事務所ニュース「いずみ」

弁護士活動日誌

Nさんの最後の務め

 「既に私の犯歴についてはご承知頂いている通りで御座いますので法廷で先生の弁護を仰ぐ私としてはむしろその犯歴故に先生に申し訳ない思いで一杯です。……」
 昨年の夏に担当した国選の刑事事件の被告人であるNさんに、始めて接見に行った直後に、Nさんから送付された手紙に、端正な字で面会のお礼とこのような謝罪の言葉が綴られていた。
 Nさんは、第二次世界大戦での従軍の経験もある大正生まれで、事件当時、既に80歳であった。また、生家の家計に余裕がない中でも、将来のためにと苦労して大学の夜学に通学していたが戦争のために中断を余儀なくされた話が接見の際出たが、その文面からは、そのことが十分に窺えた。
 Nさんは、窃盗罪で起訴されていたが、同種の前科で懲役に服して出所後しばらくしての犯行であったこと、またそれ以前にも同種の前科が複数あったことから、実刑は必至の事案であった。
 警察や検察庁で作成された捜査記録から、犯行の経緯は、出所したが身よりもなく、仕事も見つけられずに生活費に困り万引きをしてしまったということだった。それまでの前科等の経緯からすれば検察官的にみれば、いくら生活に困ったとはいえ、またもや同じ犯行を繰り返すとは、情状酌量の余地は一切ない、これまで以上に長期間の刑務所での矯正教育が必要だと豪語されることが十分予想された。

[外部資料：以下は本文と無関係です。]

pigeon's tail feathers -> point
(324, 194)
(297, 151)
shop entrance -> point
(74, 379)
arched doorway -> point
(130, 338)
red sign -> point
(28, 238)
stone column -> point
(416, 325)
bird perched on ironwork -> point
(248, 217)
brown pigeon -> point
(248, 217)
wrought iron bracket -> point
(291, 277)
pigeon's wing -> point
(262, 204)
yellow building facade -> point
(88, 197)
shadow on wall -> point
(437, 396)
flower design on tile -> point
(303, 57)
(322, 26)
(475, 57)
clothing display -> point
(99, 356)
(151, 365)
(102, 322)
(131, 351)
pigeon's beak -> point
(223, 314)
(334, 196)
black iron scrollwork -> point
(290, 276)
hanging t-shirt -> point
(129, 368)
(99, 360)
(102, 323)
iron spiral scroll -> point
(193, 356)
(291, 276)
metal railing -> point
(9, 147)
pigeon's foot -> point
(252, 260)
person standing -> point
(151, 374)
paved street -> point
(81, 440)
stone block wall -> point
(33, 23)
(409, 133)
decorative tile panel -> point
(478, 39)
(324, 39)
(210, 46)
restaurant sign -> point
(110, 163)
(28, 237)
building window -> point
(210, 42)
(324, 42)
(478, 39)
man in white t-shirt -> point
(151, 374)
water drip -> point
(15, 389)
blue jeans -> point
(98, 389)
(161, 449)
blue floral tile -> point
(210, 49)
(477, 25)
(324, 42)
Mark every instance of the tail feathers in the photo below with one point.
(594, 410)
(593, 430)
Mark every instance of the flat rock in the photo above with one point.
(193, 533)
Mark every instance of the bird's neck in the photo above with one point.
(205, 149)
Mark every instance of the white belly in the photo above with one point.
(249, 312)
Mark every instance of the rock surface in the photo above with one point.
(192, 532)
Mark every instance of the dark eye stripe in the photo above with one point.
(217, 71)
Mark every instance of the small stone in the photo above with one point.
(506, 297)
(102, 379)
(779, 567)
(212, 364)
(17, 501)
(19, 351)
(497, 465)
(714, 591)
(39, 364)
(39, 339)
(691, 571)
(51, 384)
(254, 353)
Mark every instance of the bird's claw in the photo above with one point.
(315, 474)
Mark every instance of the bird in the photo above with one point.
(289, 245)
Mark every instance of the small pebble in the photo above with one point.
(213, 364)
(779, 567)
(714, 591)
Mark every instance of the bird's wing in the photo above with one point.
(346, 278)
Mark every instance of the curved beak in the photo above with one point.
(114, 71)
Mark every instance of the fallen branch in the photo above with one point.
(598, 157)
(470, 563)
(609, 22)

 しかし、他方で、身よりもなく、出所後の生活基盤が全くない中で世間に放り出され、このご時世、40代、50代の働き盛りでさえ就労先がなかなか見つからないというのに、80歳の人間に就労先を自力で確保しなければならないとするのは余りに現実離れしているように思えた。刑務所を出所後、生活基盤の目処がつくまでの一定期間、衣食住を提供してくれる施設があり、Nさんも出所時にその施設の入所を希望したが、高齢を理由に断られてしまったという事情もあった。そして、簡易宿泊所で寝泊まりするなどしていたが、出所時に手にしていた僅かなお金も底をつく中での犯行であった。
 Nさんは起訴事実については認めていたことと、窃盗犯では被害者に弁償をすることが情状弁護での重要な活動であるがNさんの場合、弁償金もないことから、次に出所した場合に生活苦から同じような犯行に至ることを防ぐために、生活基盤の確保に重点をおいた。

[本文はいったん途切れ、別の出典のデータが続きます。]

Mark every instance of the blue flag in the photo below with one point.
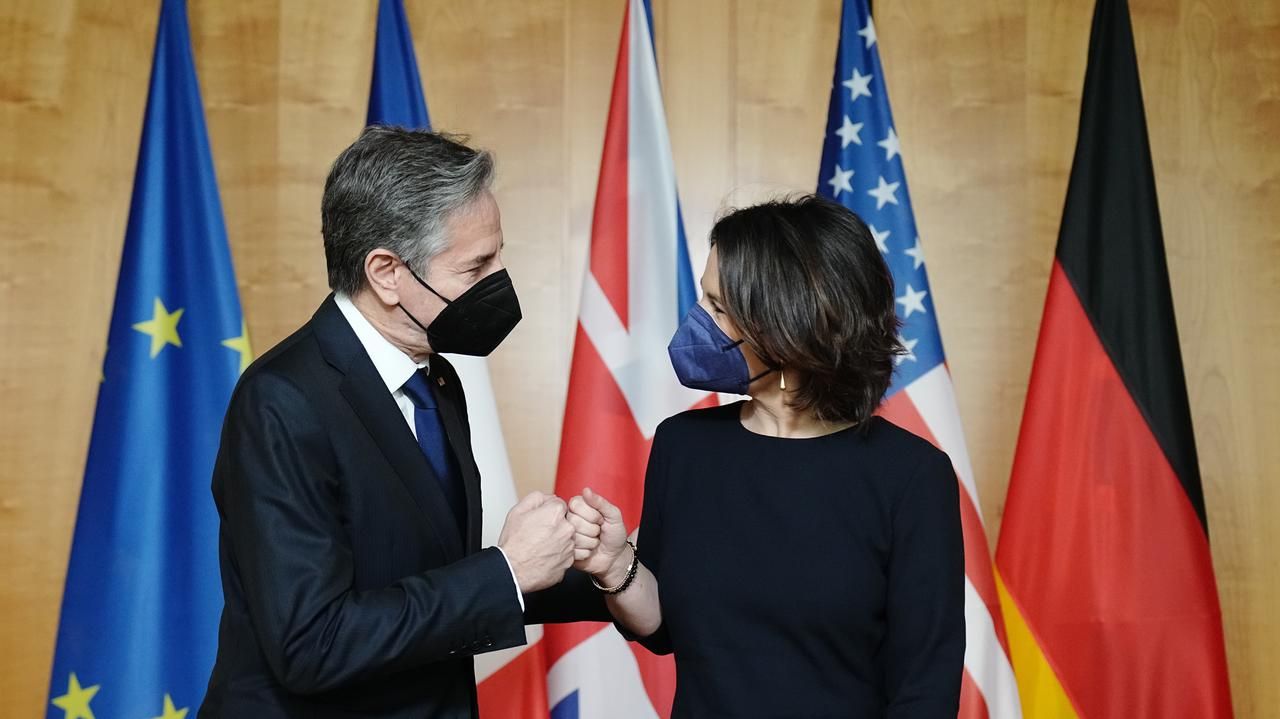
(396, 95)
(138, 627)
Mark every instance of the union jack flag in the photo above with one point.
(638, 287)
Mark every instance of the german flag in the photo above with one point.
(1104, 562)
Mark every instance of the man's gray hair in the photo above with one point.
(394, 188)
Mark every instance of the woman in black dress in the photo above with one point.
(800, 555)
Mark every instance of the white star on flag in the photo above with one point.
(880, 238)
(868, 32)
(859, 86)
(848, 133)
(909, 344)
(839, 182)
(891, 146)
(915, 253)
(885, 193)
(913, 301)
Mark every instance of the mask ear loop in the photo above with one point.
(752, 380)
(421, 282)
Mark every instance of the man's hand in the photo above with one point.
(599, 537)
(538, 541)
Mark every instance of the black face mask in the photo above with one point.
(476, 321)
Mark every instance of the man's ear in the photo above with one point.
(384, 271)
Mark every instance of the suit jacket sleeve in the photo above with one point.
(278, 497)
(924, 639)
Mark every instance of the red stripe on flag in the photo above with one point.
(603, 448)
(972, 704)
(519, 690)
(977, 559)
(1100, 545)
(609, 218)
(602, 445)
(659, 678)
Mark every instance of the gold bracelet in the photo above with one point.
(631, 575)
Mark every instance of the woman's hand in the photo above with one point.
(599, 537)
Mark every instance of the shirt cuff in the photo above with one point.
(513, 581)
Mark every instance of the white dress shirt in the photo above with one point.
(396, 367)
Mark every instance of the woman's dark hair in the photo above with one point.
(804, 282)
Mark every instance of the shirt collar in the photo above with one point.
(393, 366)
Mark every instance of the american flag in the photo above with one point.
(862, 168)
(638, 287)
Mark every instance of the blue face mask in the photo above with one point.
(704, 357)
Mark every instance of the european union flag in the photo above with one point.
(396, 94)
(140, 613)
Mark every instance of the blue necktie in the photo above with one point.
(435, 444)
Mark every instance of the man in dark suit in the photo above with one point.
(350, 500)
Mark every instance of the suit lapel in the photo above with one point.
(366, 393)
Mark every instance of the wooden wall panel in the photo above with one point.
(986, 99)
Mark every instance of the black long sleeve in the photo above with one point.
(805, 577)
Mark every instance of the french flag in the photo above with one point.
(638, 287)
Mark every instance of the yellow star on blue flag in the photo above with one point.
(142, 596)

 しかし、役所などに問い合わせをしたものの、Nさんのような受刑者の出所後の特別の制度はないに等しく、生活保護以外には道はないようであった。しかし、生活保護の受給にあたっては、住民票がなければ受付けないといった不当な扱いがされることも多いと耳にしていたことから、Nさんがこれから受ける刑期を終了後に一人で役所に出向いても大丈夫か心配が残った。
 役所に何度か確認する中で、西成区の愛隣地区にある「大阪市立更生相談所」がホームレスなどの場合にも、生活保護受給の取り扱いをしていることが分かった。
 裁判では、このあたりのことをNさんの供述を通じて裁判官に説明をし、もし、Nさん一人で役所に申請した場合に不当な取り扱いをされた場合には、弁護人である私に相談にくるということも述べてもらった。
 検察官の求刑、弁護人の弁論の後、直ちに判決が言い渡された。  検察官の2年の求刑に対して、懲役1年2カ月の判決だった。
 検察官の求刑自体が高かったということも考えられるが、通常、求刑の7割から8割の期間の懲役刑が判決で言い渡されることが多い中で、被害弁償も出来ていなかったにしては、寛大な判決と言えた。
 「望外の判決」とNさんにも喜んでもらえた。
 あれから半年近く、季節は変わり、きっと塀の中では冬の寒さが身に堪える時期だろう。今年の秋には刑期が終わる。Nさんが元気に出所して、Nさんが最初の手紙の末尾に書いてくれた「最後の服役に」本当になればと心から願っている。